I have a set of hospital admission and discharge dates, broken down by patient ID. There are multiple date ranges per ID and some of them overlap. I am trying to find a way to flag which rows contain overlapping dates, so that when I am calculating 'length of hospital stay' I do not double-count.
So far, I have created an interval variable (discharge date - admission date), and used int_overlaps to flag rows where there are overlaps. This has worked okay, but as well as flagging overlaps, it also flags consecutive stays.
i.e.

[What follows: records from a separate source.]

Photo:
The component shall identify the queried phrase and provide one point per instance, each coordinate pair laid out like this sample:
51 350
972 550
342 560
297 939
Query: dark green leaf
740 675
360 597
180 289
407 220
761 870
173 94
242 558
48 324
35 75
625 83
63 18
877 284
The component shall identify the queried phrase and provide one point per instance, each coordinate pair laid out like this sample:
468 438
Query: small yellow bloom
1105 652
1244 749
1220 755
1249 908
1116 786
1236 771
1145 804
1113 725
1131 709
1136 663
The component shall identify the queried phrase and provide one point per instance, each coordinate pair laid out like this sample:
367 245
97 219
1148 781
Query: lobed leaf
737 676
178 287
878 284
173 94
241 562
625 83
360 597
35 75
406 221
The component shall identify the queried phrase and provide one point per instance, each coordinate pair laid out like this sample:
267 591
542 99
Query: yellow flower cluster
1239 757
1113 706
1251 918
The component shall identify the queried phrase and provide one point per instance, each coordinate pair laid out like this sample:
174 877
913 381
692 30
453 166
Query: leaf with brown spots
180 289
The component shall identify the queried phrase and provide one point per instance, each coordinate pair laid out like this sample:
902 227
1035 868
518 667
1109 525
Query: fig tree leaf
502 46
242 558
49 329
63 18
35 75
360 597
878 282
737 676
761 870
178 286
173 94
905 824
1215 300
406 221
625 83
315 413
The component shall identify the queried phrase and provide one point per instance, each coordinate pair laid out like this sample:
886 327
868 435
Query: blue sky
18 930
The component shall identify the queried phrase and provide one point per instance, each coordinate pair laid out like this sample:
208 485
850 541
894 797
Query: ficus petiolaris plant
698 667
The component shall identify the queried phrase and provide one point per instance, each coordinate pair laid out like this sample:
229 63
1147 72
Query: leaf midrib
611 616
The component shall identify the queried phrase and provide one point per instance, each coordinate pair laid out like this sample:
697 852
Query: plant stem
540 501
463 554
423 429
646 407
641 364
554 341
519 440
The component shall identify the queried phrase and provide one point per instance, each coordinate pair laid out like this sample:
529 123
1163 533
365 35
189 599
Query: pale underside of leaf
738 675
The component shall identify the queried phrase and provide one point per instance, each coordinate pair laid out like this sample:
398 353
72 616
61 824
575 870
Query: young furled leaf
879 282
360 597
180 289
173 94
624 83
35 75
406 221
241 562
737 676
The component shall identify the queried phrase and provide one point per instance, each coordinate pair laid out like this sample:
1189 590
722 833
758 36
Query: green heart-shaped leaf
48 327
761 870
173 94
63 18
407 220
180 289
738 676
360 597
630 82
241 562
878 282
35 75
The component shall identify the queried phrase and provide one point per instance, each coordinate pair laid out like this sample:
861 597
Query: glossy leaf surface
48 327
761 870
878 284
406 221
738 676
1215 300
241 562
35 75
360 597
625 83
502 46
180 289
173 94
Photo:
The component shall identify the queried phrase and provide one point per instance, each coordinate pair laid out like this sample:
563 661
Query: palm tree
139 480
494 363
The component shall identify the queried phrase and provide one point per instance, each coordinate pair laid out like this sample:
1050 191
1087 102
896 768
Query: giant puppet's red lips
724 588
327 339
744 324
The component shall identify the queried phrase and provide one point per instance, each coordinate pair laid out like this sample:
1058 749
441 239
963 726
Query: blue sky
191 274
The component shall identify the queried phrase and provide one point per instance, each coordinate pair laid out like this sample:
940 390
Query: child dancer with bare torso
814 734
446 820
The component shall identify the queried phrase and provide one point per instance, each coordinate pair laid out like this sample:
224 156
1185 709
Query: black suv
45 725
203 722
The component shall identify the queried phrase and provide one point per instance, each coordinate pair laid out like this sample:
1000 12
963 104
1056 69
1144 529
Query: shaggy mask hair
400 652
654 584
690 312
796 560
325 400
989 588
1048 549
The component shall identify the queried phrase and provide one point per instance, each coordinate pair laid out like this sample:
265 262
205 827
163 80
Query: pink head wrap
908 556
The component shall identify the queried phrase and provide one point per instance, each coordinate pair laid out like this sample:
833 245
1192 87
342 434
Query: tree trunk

I want to flag:
Stay A: 2001-10-03 / 2001-10-06
Stay B: 2001-10-04 / 2001-10-11
But I don't want to flag:
Stay A: 2001-10-03 / 2001-10-06
Stay B: 2001-10-06 / 2001-10-11
The code I used was copied from an answer elsewhere on this site, and I don't understand it enough to modify it in the right way (I am an almost total novice at R...!)
This is a simplified example of the df and code....if anyone can advise how I could change it to stop flagging the consecutive stays, I would super appreciate it!!!
ID <- c(1, 1, 2, 3, 3, 3, 4, 5, 5, 5, 5)
admdate <- c("2001-10-03", "2001-10-05", "2003-10-04", "2006-02-03", "2006-05-27", "2006-07-01", "2001-08-02", "2008-10-11", "2008-11-01", "2009-01-09", "2009-02-18")
dischdate <- c("2001-10-05", "2001-12-08", "2003-10-04", "2006-05-29", "2006-06-01", "2006-07-07", "2001-08-11", "2008-10-14", "2009-01-13", "2009-01-21", "2009-02-26")
HospAdms <- cbind(ID, admdate, dischdate)
HospAdms <- data.frame(ID, admdate, dischdate)
as_date(HospAdms$admdate)
as_date(HospAdms$dischdate)
HospAdms$Int <- interval(start=HospAdms$admdate, end=HospAdms$dischdate)
HospAdms$overlap <- unlist(tapply(HospAdms$Int,
HospAdms$ID,
function(x) rowSums(outer(x,x,int_overlaps))>1))
In the df that this example code produces, the top two lines are consecutive stays but they are flagged and I don't want them to be. Hope that makes sense!